What rent seeking opportunities? Who are "bleeding heart liberals" and what
"demands" are you talking about?

What fraud are you talking about specifically? Who was scapegoated? What
should have happened, in your view?

------
Eridrus
This seems like a reasonable place to start a discussion, but hard to assess
without real proposals. If I had to guess at what he is suggesting it seems to
argue for all risk to be borne by the company, which really seems like an
argument for less risk taking and more consolidation, not too surprising from
a military man, but pretty anathema to technologists.

------
mjfl
Standard ignorant and hyperbolic discourse about Wall Street.

> When faced with illegal or immoral orders, it is the duty of professional
> soldiers to refuse such orders.
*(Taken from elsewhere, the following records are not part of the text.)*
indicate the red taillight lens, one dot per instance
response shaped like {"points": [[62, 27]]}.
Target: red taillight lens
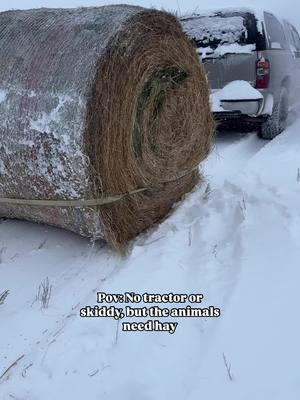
{"points": [[262, 73]]}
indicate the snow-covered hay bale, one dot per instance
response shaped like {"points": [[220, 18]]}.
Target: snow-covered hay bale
{"points": [[104, 118]]}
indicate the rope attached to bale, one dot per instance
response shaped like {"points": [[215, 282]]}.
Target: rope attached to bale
{"points": [[100, 108]]}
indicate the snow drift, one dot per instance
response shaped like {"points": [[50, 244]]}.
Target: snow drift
{"points": [[104, 118]]}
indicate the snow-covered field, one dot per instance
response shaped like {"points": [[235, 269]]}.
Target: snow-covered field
{"points": [[235, 240]]}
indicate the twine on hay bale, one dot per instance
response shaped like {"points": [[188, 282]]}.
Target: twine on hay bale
{"points": [[96, 104]]}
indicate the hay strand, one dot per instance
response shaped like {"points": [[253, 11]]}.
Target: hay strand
{"points": [[96, 103]]}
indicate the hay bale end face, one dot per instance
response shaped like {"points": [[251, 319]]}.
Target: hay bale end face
{"points": [[94, 103]]}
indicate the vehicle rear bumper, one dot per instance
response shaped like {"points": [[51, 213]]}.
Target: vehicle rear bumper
{"points": [[238, 116]]}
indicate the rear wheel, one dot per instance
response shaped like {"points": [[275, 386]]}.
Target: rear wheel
{"points": [[277, 122]]}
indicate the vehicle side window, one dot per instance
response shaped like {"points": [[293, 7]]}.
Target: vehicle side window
{"points": [[296, 38], [275, 32]]}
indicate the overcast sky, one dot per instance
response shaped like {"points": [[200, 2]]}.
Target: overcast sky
{"points": [[287, 8]]}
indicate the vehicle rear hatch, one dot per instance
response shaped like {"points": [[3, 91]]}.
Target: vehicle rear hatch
{"points": [[227, 42]]}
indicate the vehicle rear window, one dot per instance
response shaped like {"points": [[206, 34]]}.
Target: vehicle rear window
{"points": [[275, 32]]}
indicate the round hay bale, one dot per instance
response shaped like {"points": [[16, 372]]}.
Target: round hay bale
{"points": [[96, 104]]}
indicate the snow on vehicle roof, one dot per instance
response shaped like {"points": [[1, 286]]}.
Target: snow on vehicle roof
{"points": [[258, 13], [215, 37]]}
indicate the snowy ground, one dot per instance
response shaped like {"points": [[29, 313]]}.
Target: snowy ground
{"points": [[235, 240]]}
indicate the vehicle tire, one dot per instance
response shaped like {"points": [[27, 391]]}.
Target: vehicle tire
{"points": [[277, 122]]}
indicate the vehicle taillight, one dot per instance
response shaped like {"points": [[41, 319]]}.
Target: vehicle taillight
{"points": [[262, 73]]}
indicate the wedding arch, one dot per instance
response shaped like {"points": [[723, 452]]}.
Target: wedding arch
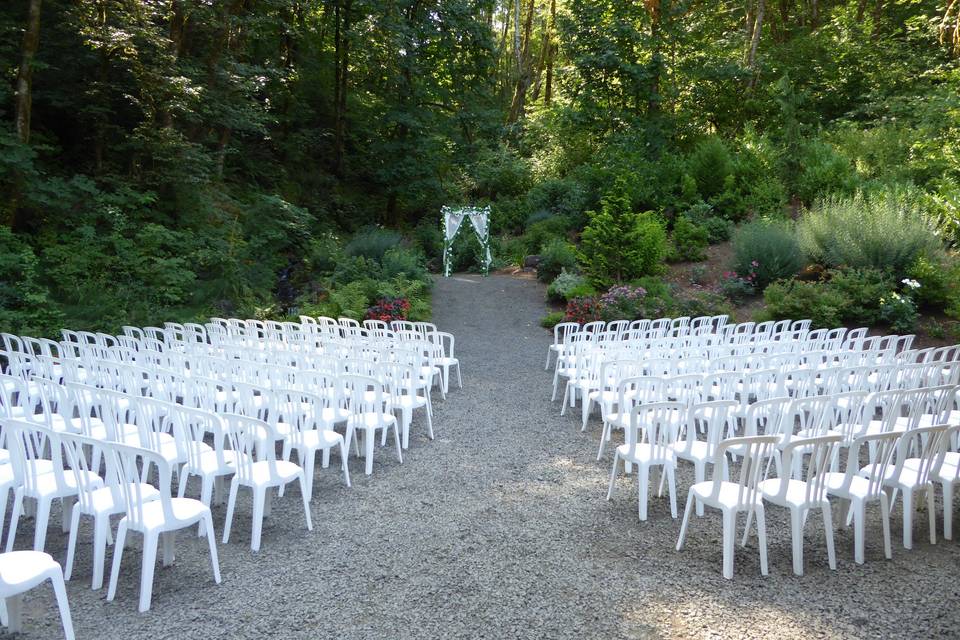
{"points": [[453, 218]]}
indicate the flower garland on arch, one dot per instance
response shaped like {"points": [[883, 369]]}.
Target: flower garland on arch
{"points": [[453, 218]]}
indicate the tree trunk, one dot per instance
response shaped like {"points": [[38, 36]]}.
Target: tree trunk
{"points": [[551, 53], [755, 42], [31, 41], [524, 70]]}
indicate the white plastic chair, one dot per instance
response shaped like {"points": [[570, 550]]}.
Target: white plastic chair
{"points": [[801, 495], [649, 440], [258, 468], [861, 488], [21, 571], [154, 519], [733, 497]]}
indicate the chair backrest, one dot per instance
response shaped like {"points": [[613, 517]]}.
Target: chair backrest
{"points": [[755, 453], [655, 424], [252, 440], [819, 452], [133, 466]]}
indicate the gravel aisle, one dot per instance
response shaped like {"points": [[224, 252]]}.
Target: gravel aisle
{"points": [[498, 529]]}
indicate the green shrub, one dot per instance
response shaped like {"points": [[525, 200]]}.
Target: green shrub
{"points": [[25, 305], [768, 249], [689, 242], [886, 231], [404, 262], [939, 281], [861, 290], [709, 165], [717, 227], [823, 171], [899, 312], [620, 244], [556, 256], [372, 243], [702, 303], [552, 319], [798, 300], [568, 285], [544, 231]]}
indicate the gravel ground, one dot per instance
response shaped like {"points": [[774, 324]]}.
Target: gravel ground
{"points": [[499, 529]]}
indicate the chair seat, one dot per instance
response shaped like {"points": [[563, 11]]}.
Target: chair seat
{"points": [[646, 454], [371, 420], [21, 568], [186, 511], [103, 501], [795, 496], [730, 495]]}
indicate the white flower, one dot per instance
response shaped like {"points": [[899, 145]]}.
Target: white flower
{"points": [[913, 284]]}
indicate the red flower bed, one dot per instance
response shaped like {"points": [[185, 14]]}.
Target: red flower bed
{"points": [[387, 309]]}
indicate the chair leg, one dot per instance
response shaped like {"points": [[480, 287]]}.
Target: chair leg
{"points": [[72, 544], [828, 530], [885, 514], [117, 556], [368, 439], [60, 591], [613, 474], [43, 518], [907, 519], [14, 519], [796, 535], [100, 532], [259, 498], [685, 522], [146, 572], [212, 543], [231, 503], [168, 539], [947, 510], [729, 525], [762, 539], [643, 491], [344, 463], [13, 613], [306, 501]]}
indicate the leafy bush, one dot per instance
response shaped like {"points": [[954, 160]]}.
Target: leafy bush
{"points": [[769, 249], [372, 243], [555, 257], [717, 227], [581, 310], [886, 231], [689, 241], [25, 305], [568, 285], [799, 300], [619, 244], [823, 171], [544, 231], [552, 319], [624, 302], [709, 165], [899, 312], [404, 262], [861, 290], [702, 303]]}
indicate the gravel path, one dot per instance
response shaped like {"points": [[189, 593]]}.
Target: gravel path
{"points": [[498, 529]]}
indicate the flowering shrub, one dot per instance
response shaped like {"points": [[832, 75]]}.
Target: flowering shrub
{"points": [[899, 311], [582, 310], [623, 302], [738, 287], [387, 309]]}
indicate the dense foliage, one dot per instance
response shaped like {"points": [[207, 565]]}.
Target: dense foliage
{"points": [[173, 159]]}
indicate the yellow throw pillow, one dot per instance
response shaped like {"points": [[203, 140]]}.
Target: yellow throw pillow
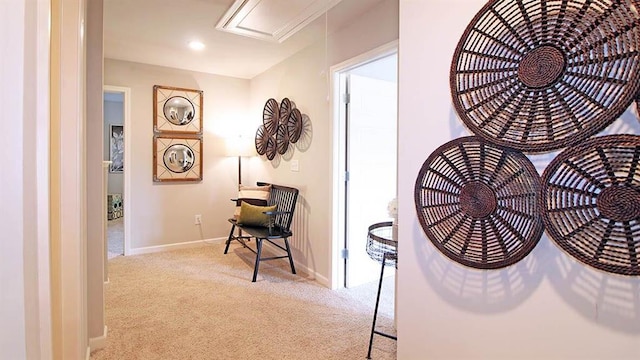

When such a refusal occurs, it is followed
> by thorough investigations, and potentially courts-martial or war crimes
> prosecutions for those who issue such orders. In the case of the former
> Wells Fargo employees, the opposite occurred. Imagine the moral and societal
> hazard if the military permitted such retaliation against those who reported
> illegal and immoral behaviors.

Well's Fargo is a bank that makes money by selling financial products to
people including bank accounts and credit cards. To do this they employ
salespeople. These salespeople are tasked with selling these products, as much
as they can. They have a compliance department that explicitly says "don't lie
to people when you sell to them". The salespeople broke those rules in order
to meet the sales goals, so they were fired. The way the author writes this
article, it's as if they think it is immoral to be a salesman and that the
executives of Wells Fargo should be court marshaled for requiring them to sell
a lot of things. The analogy, and to equate selling things with war crimes on
the battlefield is absurd.

> Hedge funds and investment banks utilize high-speed trading to place the
> individual investor at an insurmountable disadvantage.

It's unclear what the author mean's by "high-speed" trading here, I assume
they mean high-frequency market making, but most hedge funds are not in high
frequency market making business. Does the author know what they are talking
about? Probably not. High frequency market-makers like Virtu and Hudson River
are in the high-frequency market making business. And it's unclear how high-
frequency market making hurts the individual investor, it's much more concrete
how high frequency market makers hurt the banks (old-school market makers) and
_help_ the individual investor by closing down the bid-ask spread.

Even if hedge funds were employing techniques to put an individual investor at
a disadvantage, isn't that their _job_? Hedge funds are in the business
because they can presumably make better trades than average, and so anyone who
is on the other side of the trades they are making is presumably going to be
losing out. This would be like challenging an NFL team to a football game and
complaining that their wide receivers are too good athletes. And why should we
prioritize the "individual investor" over institutional investors? A pension
fund handles money for retired pensioners, while an individual investor might
be some dentist day-trader - why should we prioritize his well being over the
pensioners? He presumably has enough disposable income already.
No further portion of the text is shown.